No entanto, conforme anúncio anterior do próprio governo, o Hospital de Campanha do Ibirapuera foi criado e preparado para atender pacientes de baixa e média complexidade, com 240 leitos de enfermaria e 28 de estabilização.
Apesar de possuírem respiradores e equipe especializada capaz de controlar certo agravamento do quadro da doença de pacientes da enfermaria, os leitos de estabilização não possuem a mesma estrutura de uma UTI. Caso o paciente apresente piora mais complexa, com a necessidade de passar por um intervenção cirúrgica ou hemodiálise, por exemplo, ele ainda precisa ser transferido para outro hospital.
Após a Secretaria Estadual de Saúde ter confirmado ao G1, por telefone, que ainda não houve reforma da estrutura e nem adaptação dos 28 leitos de estabilização para que fossem transformados em leitos de UTI, a Secretaria de Comunicação da gestão João Doria (PSDB) afirmou, por e-mail, que foi definido em reunião que os leitos de estabilização serão transformados em leitos de UTI.
Em nota enviada na noite da última quinta-feira (9), o governo afirmou que a adequação inclui, por exemplo, a colocação de equipamentos de diálise (leia nota completa abaixo).
Publicado no dia 30 de abril no Diário Oficial do Estado, o contrato emergencial firmado com a OSS Serviço Social da Construção Civil do Estado de São Paulo (Seconci-SP) no valor total de R$ 61,377 milhões prevê que o hospital “deverá utilizar toda a capacidade operacional de seus 240 leitos clínicos e 28 leitos de estabilização para internação dos pacientes relacionados à Covid-19″. O documento não prevê a criação de leitos de UTI.
Não houve nova publicação no Diário Oficial que alterasse os termos do contrato e os valores de empenho mensal dos gastos disponíveis no Portal da Transparência do governo continuam iguais aos previstos inicialmente.
Das quatro estruturas temporárias criadas na cidade de São Paulo para ajudar no enfrentamento da Covid-19, apenas o Hospital de Campanha de Heliópolis possui leitos de UTI, devido à adaptação de uma ala do AME Barreiras, local onde foi montado. Os outros hospitais – incluindo o Pacaembu, que já foi desativado – foram projetados para atender apenas pacientes com menor complexidade.

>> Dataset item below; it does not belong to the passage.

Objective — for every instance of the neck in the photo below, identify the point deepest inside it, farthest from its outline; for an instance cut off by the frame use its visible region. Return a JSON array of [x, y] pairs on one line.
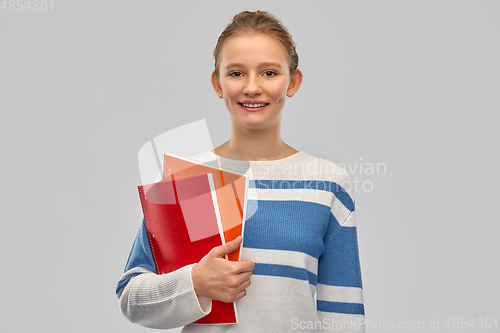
[[255, 145]]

Leia a íntegra da nota enviada em 9/7
“A Secretaria de Estado da Saúde informa que o Hospital de Campanha do Ibirapuera tem, desde o início de seu funcionamento, equipe completa e multidisciplinar prevista em UTI (Unidade de Terapia Intensiva), incluindo intensivistas, fisioterapeutas, psicólogos, farmacêuticos, além de estrutura técnica apropriada, com leitos, ventiladores pulmonares e equipamentos de monitorização.
A unidade já está recebendo pacientes mais complexos por possuir todo o aparato tecnológico, garantindo atendimento com qualidade e humanização.

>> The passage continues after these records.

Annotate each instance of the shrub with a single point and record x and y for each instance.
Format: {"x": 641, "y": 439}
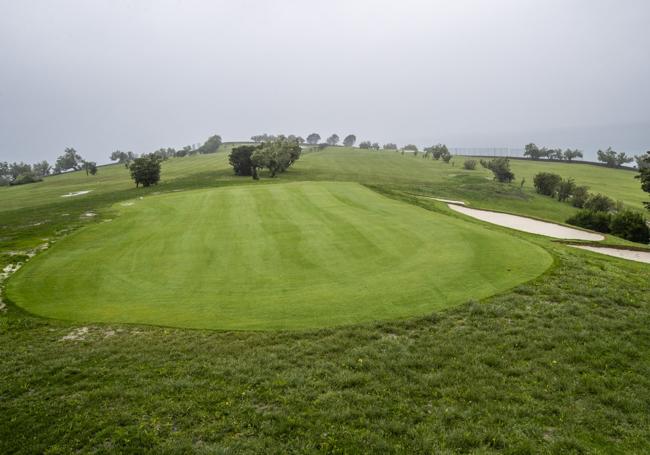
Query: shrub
{"x": 599, "y": 203}
{"x": 546, "y": 183}
{"x": 597, "y": 221}
{"x": 27, "y": 177}
{"x": 470, "y": 165}
{"x": 631, "y": 226}
{"x": 565, "y": 189}
{"x": 580, "y": 196}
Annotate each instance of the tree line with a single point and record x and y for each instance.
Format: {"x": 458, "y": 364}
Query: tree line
{"x": 22, "y": 173}
{"x": 609, "y": 157}
{"x": 276, "y": 155}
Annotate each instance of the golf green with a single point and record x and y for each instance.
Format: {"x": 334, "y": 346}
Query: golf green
{"x": 271, "y": 256}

Além disso, os 28 leitos estão em adequação, com incremento de serviço de diálise, procedimentos diagnósticos e definição de fluxo para encaminhamento de casos cirúrgicos a serviços de referências através da Central de Regulação de Ofertas de Serviços de Saúde (Cross).

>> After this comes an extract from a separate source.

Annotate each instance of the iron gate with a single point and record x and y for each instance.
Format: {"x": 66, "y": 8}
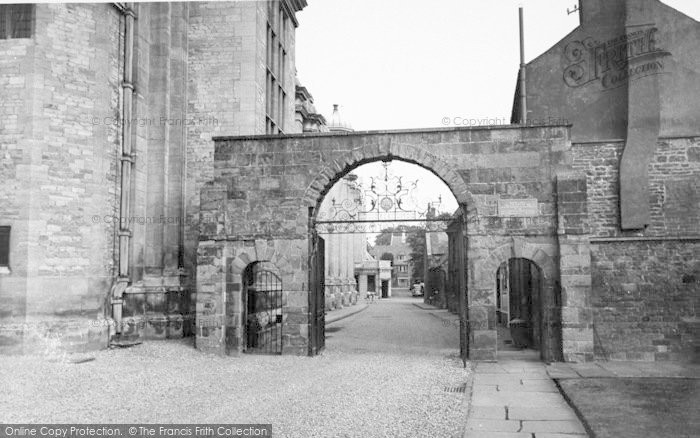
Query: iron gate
{"x": 317, "y": 300}
{"x": 264, "y": 317}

O contrato firmado com a OSS Serviço Social da Construção Civil do Estado de São Paulo (Seconci-SP), publicado em 30 de abril no Diário Oficial do Estado, permanece válido, sem necessidade de retificação uma vez que apenas a nomenclatura do leito está sendo alterada, mas não há mudanças nas metas e no orçamento definidos em contrato”.